Capacitive deionization (CDI) is one of the most promising energy-efficient technologies for water desalination, however its industrial translation is slow and impeded by limited electrosorption capacity, slow electrosorption rate and poor cycling stability. Herein we address the above challenges by developing and validating a new concept of unimpeded and selective full-cell anion-cation separation using custom-designed anion-kinetics-selective anode and cation-energy-selective cathode. Nanoporous graphene anode enables the selective anion kinetics, while cation selectivity on the functionalized MXene cathode is due to the difference in ion adsorption energy. These mechanisms are validated by electrochemical quartz crystal microbalance measurements. The finely-tuned balance between ion transport and adsorption causes unimpeded ion diffusion, leading to the higher electrosorption rates. These effects are guided by the atomistic and quantum chemistry simulations, and also confirmed experimentally by tuning the pore size of graphene anode and the functionalization of MXene cathode. The fabricated asymmetric CDI cell exhibits superior electrosorption capacity of 49 mg g⁻¹ and high electrosorption rate of 2.92 mg g⁻¹ min⁻¹ in 5000 mg L⁻¹ NaCl solution as well as excellent cycling stability (100 cycles), which are among the best of the current state-of-the-art CDI studies. These results demonstrate the design of advanced electrode materials for the effective control of ion kinetics and energies to achieve selective ion transport, thus providing new insights for a broader range of energy-related applications.
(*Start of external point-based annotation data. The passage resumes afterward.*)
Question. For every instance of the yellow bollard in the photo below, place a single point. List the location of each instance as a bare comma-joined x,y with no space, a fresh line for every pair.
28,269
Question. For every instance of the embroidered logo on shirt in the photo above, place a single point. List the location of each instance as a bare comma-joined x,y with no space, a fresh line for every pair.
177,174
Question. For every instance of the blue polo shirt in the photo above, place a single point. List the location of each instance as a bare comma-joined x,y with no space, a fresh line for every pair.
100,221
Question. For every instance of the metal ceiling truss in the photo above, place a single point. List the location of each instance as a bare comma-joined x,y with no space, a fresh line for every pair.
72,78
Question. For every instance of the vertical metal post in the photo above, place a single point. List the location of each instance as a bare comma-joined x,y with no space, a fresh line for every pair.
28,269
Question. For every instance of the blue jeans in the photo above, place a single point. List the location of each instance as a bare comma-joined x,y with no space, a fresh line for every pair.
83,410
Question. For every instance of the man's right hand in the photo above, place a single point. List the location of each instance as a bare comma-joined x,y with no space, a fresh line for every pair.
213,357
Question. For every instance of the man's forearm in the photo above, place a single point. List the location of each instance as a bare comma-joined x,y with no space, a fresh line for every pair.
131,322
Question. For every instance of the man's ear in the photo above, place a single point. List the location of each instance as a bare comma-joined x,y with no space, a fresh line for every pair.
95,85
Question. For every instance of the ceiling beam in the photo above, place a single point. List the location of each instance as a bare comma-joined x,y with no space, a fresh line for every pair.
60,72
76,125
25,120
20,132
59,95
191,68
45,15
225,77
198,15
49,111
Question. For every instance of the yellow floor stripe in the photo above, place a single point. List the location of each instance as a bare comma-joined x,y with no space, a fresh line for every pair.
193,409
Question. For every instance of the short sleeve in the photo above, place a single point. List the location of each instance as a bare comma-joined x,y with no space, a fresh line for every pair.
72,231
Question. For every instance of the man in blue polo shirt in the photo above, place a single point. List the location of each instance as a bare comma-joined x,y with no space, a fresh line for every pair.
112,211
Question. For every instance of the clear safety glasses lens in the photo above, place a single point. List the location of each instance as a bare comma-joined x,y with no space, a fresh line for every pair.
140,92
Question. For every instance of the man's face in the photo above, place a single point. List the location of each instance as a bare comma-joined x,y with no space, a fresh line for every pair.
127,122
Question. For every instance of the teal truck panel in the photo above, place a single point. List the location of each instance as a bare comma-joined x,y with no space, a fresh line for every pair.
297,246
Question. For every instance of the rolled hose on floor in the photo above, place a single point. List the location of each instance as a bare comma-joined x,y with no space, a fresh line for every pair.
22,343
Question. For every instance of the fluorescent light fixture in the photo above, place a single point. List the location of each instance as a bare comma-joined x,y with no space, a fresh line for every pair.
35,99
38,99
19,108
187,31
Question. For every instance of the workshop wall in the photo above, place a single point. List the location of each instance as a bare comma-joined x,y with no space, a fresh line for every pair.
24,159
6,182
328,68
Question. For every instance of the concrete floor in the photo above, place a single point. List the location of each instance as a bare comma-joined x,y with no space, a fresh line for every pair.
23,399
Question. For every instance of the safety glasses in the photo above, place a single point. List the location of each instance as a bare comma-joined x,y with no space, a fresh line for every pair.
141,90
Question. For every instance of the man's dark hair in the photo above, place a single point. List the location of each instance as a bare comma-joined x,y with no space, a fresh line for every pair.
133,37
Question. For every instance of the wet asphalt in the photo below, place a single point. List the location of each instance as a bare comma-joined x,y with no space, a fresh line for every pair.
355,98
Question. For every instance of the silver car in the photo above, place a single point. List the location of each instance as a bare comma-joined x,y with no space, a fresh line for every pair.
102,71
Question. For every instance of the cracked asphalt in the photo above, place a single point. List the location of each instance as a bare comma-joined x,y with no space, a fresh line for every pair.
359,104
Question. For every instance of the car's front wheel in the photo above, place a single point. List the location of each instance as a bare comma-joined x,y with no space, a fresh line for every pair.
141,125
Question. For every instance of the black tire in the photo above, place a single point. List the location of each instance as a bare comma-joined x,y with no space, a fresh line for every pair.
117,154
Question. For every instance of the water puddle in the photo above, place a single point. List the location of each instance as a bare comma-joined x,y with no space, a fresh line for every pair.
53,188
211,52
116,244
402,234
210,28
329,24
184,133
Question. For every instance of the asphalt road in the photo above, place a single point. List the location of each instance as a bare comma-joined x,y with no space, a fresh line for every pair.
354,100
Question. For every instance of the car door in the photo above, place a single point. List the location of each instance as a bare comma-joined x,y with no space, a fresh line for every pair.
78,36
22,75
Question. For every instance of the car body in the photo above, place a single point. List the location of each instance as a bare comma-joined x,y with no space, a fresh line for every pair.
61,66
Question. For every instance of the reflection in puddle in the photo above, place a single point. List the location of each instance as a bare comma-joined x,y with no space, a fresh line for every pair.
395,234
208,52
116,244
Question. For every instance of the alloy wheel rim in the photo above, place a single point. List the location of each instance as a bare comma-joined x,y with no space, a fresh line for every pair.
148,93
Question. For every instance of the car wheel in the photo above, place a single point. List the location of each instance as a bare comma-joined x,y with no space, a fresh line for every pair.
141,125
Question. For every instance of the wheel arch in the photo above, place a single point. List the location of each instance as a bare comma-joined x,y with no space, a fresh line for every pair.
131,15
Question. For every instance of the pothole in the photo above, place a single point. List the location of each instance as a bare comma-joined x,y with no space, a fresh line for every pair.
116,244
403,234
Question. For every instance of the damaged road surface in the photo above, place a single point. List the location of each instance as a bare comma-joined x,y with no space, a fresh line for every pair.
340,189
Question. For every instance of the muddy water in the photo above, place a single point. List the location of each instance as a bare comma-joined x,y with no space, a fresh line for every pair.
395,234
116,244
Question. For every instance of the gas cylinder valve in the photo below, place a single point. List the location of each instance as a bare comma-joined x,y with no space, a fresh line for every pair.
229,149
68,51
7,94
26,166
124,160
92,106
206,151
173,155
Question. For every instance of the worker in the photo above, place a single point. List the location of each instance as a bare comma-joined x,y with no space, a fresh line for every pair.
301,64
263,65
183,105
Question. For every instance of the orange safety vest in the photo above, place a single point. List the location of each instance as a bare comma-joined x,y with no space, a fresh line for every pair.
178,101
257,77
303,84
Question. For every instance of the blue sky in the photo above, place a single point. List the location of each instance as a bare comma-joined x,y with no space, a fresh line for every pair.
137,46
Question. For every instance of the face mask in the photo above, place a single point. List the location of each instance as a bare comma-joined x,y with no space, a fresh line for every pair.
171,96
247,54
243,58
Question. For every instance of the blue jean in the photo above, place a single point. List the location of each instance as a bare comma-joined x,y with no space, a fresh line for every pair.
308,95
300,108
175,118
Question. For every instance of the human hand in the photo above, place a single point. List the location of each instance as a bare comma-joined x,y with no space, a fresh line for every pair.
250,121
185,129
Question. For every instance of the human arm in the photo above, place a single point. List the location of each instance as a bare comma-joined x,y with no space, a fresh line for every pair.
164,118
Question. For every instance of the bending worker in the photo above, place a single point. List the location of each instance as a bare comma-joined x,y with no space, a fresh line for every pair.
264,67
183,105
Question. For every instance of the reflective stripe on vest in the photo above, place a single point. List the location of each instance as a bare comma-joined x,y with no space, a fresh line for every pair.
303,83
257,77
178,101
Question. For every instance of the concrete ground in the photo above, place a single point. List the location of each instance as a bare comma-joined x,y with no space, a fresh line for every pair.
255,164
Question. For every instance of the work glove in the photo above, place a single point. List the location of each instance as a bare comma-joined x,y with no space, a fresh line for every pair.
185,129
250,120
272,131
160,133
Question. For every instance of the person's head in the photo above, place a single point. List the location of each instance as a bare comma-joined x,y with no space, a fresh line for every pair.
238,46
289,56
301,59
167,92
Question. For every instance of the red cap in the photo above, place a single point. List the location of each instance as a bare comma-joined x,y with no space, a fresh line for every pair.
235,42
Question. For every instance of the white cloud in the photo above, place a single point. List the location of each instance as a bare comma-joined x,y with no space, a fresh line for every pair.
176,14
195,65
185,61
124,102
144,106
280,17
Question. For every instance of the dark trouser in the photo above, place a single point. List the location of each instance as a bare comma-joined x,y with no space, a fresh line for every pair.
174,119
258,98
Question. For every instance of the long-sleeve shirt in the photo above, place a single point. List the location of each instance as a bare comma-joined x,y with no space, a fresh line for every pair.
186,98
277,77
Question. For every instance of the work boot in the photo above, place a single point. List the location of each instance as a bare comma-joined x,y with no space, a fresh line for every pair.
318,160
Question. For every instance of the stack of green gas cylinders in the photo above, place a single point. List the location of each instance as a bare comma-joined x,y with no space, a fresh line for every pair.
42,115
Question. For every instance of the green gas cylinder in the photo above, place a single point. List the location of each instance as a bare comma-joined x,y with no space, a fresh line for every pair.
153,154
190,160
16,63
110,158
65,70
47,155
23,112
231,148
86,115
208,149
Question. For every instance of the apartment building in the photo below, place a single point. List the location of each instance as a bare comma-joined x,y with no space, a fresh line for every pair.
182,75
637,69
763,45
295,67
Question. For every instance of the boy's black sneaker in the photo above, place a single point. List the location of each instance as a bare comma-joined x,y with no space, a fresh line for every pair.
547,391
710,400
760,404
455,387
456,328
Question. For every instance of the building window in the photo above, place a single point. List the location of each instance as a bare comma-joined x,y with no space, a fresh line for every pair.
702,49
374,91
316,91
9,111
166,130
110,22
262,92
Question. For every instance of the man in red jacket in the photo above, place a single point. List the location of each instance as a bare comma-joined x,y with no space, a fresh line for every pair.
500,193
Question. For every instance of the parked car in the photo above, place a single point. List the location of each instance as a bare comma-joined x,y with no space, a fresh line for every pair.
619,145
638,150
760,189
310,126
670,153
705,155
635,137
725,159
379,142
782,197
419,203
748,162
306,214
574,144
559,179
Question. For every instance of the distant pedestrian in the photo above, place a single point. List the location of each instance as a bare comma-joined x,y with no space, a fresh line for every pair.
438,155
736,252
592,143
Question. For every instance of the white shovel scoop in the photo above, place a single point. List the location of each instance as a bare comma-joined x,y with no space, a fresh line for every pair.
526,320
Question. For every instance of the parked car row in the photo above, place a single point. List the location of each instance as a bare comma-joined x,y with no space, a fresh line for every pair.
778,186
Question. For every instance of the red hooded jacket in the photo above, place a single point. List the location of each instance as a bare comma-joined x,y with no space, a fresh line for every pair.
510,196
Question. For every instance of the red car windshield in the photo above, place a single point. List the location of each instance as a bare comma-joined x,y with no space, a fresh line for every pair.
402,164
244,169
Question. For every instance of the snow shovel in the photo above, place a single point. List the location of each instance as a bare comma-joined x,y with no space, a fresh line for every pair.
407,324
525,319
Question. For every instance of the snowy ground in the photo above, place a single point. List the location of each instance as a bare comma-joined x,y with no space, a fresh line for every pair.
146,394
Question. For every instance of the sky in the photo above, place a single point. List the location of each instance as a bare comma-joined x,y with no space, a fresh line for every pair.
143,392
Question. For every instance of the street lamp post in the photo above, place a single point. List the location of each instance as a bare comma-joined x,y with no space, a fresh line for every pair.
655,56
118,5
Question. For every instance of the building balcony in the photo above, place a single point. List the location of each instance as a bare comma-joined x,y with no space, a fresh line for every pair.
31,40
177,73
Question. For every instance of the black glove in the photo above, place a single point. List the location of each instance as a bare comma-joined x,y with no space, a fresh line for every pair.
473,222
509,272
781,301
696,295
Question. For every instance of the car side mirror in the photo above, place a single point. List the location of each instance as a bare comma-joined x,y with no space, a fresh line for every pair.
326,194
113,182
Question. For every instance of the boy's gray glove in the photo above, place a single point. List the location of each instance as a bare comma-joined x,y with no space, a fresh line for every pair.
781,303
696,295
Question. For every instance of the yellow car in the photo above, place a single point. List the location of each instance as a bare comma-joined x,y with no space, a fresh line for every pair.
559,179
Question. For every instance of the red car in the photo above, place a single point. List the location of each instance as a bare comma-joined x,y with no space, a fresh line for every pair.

电容去离子 (CDI) 是最有前途的水淡化节能技术之一，但其工业转化速度缓慢，并且受到电吸附容量有限、电吸附速率慢和循环稳定性差的阻碍。在此，我们通过开发和验证使用定制设计的阴离子动力学选择性阳极和阳离子能量选择性阴极的无阻碍和选择性全电池阴离子阳离子分离的新概念来解决上述挑战。纳米多孔石墨烯阳极能够实现选择性阴离子动力学，而功能化 MXene 阴极上的阳离子选择性是由于离子吸附能的差异。这些机制通过电化学石英晶体微天平测量得到验证。离子传输和吸附之间的微调平衡导致不受阻碍的离子扩散，导致更高的电吸附率。这些效应以原子和量子化学模拟为指导，并通过调整石墨烯阳极的孔径和 MXene 阴极的功能化进行实验证实。制造的不对称 CDI 电池表现出 49 mg g 的优异电吸附能力^-1和 2.92 mg g ^-1  min ^-1在 5000 mg L ^-1 NaCl 溶液中的高电吸附速率以及出色的循环稳定性（100 次循环），这是目前最先进的 CDI 中最好的学习。这些结果证明了先进电极材料的设计可有效控制离子动力学和能量以实现选择性离子传输，从而为更广泛的能量相关应用提供新的见解。